Gender quotas increase the competence of organisations by leading to the displacement of mediocre men, a new study has found.
The research counters one of the key arguments often put forward against the introduction of minimum quotas to promote equality in the workplace: that such targets are unmeritocratic.
While some claim targets for the inclusion of underrepresented groups lead to the promotion of individuals that do not deserve it, economists at the London School of Economics found that the reverse is true. Quotas can work to weed out incompetent men.
The LSE team studied a strict gender quota introduced by Sweden’s Social Democratic party for its candidates in 1993.
At the time, some men were more critical than others, the LSE researchers say. The quota became known colloquially as the “crisis of the mediocre man,” because incompetent men had the most to fear from an influx of women into politics.
The proportion of women elected increased by 10 percentage points, on average, but there were large differences between different municipalities.
Some were already close to being equal before the reforms, while others had been previously almost entirely put forward male candidates.
The study found that the average competence of male politicians increased most in the places where the quota had a larger impact. The findings can also be applied to workplaces, the researchers said.
On average, a 10 percentage point increase in female representation raised the proportion of competent men by 3 percentage points.
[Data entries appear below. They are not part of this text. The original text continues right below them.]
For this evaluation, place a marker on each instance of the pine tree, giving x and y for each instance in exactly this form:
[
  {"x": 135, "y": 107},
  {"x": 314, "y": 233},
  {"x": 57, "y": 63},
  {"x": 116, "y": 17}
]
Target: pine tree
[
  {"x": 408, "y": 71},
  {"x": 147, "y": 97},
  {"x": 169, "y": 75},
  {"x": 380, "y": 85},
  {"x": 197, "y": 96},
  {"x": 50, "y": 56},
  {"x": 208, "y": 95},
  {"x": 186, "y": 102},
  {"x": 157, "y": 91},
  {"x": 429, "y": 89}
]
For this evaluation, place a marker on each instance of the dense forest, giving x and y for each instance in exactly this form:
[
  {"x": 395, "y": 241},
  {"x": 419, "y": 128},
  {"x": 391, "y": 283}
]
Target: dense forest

The researchers observed little discernible effect on the competence of women.
Competence was measured by comparing the private incomes across people with the same education, occupation, age, and residence in the same geographical region. Those with higher incomes were deemed more competent.
Beyond the obvious point that the quota gave fewer positions to men, quotas can have strategic effects on political selection, the researchers said.
“Mediocre leaders have a strong incentive to surround themselves with mediocre followers, so as to bolster their chances of remaining in power.” Quotas, they say, create a threat to such “cozy arrangements”.
“Our main finding is that gender quotas increase the competence of the political class in general, and among men in particular. Moreover, quotas are indeed bad news for mediocre male leaders who tend to be forced out,” the researchers said.
However, the country still has a long way to go to meet the standards of the most equal countries. The latest analysis from the World Economic Forum puts Iceland as the best nation in the world for gender equality. Iceland has pledged to end the gender pay gap by 2022.
Other Nordic countries, Finland, Norway and Sweden take up the next three positions on the list. The UK comes in at 20th on the list.